Gassouh! Gassouh! they cry, whereas only three months earlier, Mansour and I had instead heard Good morning Sir! Goodbye Sir! in the corridors of the neurology department of Kingdom Hospital. And then the diagnosis, the illness, like a cancer that was to carry him off in three months’ time. Does he even hear? Does he even understand? I don’t know. I watch and I listen to it all as if it lacks in consistency, like a feeling of lightness … I weigh the insignificance of things, the insignificance of everything, as simple as a Good morning Sir! Goodbye Sir! Mansour advances, his body in chains, and perhaps he’s feeling this way as well … he continues forward, following a trajectory straight toward what must be the very center of the square, where a rag and a pail await him … next to which he will kneel and stick out his neck to welcome the blade that will calm the clamor of the crowd. All these people who cannot accept that a Muslim, like them, that an Arab, like them, could utter … the unutterable, they think, as giant, as thundering, and as simple as I am Him. As if no person, no I, could purify himself, simplify himself, reduce himself, lighten himself, and raise himself up as far as Him. Let alone an Arab. As if nothing so great could ever, nor should ever, come from an Arab. Apart from the Prophet, the rest of them should remain nothing more than depraved Bedouins, boors, without culture and without grandeur. Too dirty and too impious to approach Him and love Him … they should endure the contempt and the severity of an intransigent and distant creator … should reconcile themselves, until the end of their days, to a resounding no. Any prayers, any reverence, would have to go unheeded among the sterile and dry sands of Arabia, of the Orient …

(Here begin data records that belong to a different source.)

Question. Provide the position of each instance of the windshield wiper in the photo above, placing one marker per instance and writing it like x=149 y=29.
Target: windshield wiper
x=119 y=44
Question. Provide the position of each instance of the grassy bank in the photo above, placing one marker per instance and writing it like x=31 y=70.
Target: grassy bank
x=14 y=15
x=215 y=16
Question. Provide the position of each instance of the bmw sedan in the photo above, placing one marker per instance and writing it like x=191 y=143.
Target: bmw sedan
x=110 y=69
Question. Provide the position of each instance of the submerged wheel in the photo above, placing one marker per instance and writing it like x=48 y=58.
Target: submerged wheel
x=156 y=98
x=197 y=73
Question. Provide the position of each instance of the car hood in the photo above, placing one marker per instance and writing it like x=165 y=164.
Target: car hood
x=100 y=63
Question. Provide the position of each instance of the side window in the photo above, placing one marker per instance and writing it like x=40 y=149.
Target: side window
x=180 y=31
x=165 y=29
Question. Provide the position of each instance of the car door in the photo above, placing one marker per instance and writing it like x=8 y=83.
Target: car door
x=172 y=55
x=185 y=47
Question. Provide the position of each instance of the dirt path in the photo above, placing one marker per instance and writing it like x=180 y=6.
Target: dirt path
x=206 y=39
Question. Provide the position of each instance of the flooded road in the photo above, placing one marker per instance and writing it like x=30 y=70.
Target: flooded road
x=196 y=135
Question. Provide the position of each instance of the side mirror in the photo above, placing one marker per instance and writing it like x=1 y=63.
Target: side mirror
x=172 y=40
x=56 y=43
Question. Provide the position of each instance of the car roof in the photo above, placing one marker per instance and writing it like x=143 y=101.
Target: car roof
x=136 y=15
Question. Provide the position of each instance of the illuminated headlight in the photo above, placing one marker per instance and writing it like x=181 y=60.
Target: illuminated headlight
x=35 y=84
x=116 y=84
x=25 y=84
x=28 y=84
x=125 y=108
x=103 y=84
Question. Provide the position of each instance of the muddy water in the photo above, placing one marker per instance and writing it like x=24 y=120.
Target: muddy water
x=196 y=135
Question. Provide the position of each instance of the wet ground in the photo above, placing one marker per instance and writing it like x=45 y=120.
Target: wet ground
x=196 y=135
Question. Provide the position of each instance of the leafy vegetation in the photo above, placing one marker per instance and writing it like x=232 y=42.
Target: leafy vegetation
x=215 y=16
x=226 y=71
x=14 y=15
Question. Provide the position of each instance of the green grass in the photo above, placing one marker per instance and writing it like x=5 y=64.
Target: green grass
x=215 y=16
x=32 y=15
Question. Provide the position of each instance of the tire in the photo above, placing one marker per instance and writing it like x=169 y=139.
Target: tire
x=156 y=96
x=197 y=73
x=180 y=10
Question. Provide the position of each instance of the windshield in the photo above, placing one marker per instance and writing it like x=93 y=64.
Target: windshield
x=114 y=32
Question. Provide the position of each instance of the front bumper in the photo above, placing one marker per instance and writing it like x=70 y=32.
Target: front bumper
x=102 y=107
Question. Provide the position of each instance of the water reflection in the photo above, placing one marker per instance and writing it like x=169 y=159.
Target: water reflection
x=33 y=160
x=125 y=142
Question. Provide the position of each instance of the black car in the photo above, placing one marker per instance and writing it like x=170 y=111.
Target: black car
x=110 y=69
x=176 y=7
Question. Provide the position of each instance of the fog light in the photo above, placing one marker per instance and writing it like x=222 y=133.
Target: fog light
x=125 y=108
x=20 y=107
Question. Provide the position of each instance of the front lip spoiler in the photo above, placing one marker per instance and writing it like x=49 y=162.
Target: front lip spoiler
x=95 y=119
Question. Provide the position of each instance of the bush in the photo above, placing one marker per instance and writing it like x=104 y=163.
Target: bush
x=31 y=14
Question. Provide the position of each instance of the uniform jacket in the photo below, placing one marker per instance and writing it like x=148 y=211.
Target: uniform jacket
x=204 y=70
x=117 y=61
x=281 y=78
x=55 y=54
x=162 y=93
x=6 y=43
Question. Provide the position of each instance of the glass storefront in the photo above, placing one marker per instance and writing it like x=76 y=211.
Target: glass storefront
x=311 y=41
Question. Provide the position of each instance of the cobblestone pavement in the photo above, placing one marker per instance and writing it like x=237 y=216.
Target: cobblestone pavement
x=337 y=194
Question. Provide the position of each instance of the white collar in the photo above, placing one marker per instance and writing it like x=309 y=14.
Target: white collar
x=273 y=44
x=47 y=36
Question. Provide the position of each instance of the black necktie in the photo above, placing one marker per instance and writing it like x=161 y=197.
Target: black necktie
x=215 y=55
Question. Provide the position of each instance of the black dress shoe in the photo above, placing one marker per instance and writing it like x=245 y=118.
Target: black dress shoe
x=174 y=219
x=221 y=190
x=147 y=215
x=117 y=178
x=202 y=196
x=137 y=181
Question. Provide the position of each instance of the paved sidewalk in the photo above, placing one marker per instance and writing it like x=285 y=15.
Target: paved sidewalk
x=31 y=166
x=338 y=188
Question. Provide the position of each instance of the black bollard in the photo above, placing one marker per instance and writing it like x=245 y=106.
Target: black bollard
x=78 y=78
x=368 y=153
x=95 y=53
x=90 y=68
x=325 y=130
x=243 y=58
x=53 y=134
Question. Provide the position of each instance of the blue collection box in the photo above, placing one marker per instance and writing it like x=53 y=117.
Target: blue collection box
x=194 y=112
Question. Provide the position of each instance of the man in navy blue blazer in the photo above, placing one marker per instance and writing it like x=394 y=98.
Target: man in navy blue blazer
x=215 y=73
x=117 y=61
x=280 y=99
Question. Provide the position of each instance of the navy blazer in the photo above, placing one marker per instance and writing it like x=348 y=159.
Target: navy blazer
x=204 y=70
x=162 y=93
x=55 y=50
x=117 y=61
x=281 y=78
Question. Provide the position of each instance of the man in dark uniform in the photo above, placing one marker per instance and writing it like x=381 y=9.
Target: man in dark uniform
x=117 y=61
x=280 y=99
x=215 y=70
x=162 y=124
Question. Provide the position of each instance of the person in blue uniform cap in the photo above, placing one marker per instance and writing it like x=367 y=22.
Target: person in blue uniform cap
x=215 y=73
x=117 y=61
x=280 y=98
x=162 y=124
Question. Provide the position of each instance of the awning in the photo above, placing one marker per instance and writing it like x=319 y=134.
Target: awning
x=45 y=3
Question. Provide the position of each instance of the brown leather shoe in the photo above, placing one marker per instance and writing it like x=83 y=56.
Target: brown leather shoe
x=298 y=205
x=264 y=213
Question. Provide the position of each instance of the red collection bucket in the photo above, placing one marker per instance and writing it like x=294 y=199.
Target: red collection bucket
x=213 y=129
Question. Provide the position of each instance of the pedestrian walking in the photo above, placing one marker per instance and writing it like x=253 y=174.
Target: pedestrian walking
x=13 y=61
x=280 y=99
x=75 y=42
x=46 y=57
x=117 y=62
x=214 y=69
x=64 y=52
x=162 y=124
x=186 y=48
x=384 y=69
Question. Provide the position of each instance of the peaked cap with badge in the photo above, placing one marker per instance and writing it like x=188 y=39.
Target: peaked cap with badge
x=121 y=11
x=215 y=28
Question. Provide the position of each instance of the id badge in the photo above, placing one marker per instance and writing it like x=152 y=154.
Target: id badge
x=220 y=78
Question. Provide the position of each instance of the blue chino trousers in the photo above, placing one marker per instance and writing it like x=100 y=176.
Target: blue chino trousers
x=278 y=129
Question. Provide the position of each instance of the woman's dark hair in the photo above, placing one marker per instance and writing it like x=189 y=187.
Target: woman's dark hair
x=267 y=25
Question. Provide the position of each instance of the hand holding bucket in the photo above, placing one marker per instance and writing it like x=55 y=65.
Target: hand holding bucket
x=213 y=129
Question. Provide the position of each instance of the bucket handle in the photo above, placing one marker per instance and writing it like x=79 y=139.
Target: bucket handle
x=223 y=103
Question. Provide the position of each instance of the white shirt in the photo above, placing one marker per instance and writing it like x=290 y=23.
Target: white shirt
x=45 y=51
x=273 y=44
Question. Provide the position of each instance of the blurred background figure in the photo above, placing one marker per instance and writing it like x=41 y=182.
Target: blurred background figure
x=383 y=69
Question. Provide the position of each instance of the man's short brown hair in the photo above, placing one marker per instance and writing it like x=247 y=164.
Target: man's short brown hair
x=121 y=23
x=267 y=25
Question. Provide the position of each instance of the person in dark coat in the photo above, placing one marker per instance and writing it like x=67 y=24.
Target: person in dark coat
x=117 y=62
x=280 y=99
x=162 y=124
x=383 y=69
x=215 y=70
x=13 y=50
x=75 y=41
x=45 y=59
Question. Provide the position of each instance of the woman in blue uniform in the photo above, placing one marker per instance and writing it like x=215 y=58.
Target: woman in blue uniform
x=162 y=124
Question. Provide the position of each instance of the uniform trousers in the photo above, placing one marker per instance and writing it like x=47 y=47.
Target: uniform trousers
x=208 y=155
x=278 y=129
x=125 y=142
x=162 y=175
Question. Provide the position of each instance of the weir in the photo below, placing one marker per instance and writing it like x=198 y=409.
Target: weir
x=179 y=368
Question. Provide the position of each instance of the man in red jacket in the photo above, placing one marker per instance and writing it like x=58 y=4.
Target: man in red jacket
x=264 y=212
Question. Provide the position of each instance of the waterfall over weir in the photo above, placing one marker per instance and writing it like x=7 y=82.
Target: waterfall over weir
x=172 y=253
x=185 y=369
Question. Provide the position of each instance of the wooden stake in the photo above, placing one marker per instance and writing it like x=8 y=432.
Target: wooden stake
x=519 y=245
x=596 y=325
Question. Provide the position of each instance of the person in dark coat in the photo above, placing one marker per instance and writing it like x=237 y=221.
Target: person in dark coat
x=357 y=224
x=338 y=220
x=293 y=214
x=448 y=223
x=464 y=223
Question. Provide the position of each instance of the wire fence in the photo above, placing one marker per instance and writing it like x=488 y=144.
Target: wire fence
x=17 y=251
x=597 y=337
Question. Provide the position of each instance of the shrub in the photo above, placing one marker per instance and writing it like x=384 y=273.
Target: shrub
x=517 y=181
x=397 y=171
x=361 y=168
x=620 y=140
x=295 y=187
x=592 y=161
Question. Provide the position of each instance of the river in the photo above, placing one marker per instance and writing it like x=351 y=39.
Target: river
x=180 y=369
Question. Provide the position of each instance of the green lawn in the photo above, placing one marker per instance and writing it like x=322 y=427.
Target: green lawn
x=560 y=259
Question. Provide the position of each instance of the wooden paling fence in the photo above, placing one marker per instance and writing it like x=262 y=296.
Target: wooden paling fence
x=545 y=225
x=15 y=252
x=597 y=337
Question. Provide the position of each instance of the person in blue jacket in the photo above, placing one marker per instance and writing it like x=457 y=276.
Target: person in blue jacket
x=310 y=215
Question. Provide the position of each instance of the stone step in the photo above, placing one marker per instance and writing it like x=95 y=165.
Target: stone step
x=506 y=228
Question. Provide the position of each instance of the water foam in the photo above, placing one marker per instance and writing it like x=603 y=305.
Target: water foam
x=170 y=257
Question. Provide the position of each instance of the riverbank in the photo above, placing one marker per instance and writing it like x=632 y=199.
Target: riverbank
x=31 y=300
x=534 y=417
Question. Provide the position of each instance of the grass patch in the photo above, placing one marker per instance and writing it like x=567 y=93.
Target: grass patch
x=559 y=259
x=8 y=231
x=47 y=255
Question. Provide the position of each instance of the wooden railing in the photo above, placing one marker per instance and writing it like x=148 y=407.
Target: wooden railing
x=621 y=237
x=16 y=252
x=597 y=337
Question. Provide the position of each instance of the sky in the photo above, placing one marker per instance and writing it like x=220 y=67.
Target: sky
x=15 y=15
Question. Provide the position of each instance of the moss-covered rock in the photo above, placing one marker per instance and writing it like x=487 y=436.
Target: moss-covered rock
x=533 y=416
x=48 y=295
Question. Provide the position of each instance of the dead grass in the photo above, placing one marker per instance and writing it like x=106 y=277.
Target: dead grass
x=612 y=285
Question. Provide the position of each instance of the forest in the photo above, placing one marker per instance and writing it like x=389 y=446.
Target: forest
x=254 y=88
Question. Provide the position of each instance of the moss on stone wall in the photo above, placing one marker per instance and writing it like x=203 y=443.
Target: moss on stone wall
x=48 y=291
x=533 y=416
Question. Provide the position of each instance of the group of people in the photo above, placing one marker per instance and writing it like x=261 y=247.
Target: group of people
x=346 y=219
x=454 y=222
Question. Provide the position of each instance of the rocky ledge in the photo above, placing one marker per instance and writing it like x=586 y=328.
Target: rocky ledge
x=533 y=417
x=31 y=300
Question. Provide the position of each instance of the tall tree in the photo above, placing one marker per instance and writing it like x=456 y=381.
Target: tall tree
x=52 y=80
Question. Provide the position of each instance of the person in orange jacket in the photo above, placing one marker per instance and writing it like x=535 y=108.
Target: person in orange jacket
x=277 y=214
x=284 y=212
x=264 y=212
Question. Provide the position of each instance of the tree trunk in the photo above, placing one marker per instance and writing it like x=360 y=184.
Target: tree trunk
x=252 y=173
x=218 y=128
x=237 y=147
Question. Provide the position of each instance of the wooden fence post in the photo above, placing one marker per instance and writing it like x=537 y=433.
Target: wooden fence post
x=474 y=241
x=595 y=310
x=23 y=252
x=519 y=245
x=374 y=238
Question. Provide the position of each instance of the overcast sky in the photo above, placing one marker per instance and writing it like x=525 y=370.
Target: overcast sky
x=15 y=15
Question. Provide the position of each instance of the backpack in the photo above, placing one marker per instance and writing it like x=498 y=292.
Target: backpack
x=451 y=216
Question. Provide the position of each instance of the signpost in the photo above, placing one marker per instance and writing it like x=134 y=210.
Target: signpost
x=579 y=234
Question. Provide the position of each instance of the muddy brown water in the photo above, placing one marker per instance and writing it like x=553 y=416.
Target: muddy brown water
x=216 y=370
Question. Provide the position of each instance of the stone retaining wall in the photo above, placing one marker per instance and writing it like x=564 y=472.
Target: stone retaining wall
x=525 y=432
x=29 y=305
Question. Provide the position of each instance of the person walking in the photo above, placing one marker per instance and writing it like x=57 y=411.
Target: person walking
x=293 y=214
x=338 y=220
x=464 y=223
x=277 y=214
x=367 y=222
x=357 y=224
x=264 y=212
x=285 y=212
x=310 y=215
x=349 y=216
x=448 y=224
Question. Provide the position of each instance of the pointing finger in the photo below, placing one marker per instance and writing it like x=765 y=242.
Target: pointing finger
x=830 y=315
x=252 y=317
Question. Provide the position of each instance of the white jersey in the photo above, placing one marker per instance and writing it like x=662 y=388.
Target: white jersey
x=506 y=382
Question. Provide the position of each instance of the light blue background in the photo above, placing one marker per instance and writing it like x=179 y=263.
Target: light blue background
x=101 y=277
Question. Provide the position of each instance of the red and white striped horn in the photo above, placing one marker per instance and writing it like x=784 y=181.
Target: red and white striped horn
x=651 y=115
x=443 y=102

Just like how a century and a half earlier, the French dignitaries had met the emir’s complaints with the same contempt and, perhaps worse than contempt, indifference … reading those letters in Emir Abdelkader’s own hand, perhaps amazed by their style or maybe not even noticing it, Lamoricière, or some other representative of the French Republic, put the letters back exactly where he had found them and asked his secretary to reply to them, to reply in the customary way, then he returned to those close to him, which is to say to his family, or maybe his friends, or maybe other generals, to concern himself with the expansion of France, with working to cultivate the grandeur of France, leaving it to his aide-de-camp to grant a minute or two to this Bedouin who, strangely, he may have thought, preferred the emptiness of the desert to castle
life … And so, with those eyes of his, standing on that beam of sorts to frame the locale they had washed up in, he and his people, in the depths of that eternally damp Indre-et-Loire, with that gaze fixed by the click of the photographer, a look that one might read as making plain as day the utter renunciation, the absolute apathy, the irreversible dehumanization … even a congenital idiocy … that gaze having ended, perhaps a few hours after the departure of the photographer and the officials from the newly established French Republic, he set to inscribing words of a prophetic subtlety to express his indignation: My aged mother and the women of my household cry night and day, and no longer give any credibility to the hope that I have been obliged to offer them right up until the end. What am I saying? Not only the women, but the men, too, have succumbed to lamentations. Their state is such that I am persuaded, should our captivity be prolonged much longer, that many shall die of it. And it is I who was the cause of all of this misery! It was I alone who had intended to give myself over to them! Is there not in France a tribunal charged with hearing the grievances and complaints of the victims of injustice? With this Republic, you have achieved a great work which promises to spread good fortune upon all. Make certain that I am not an exception.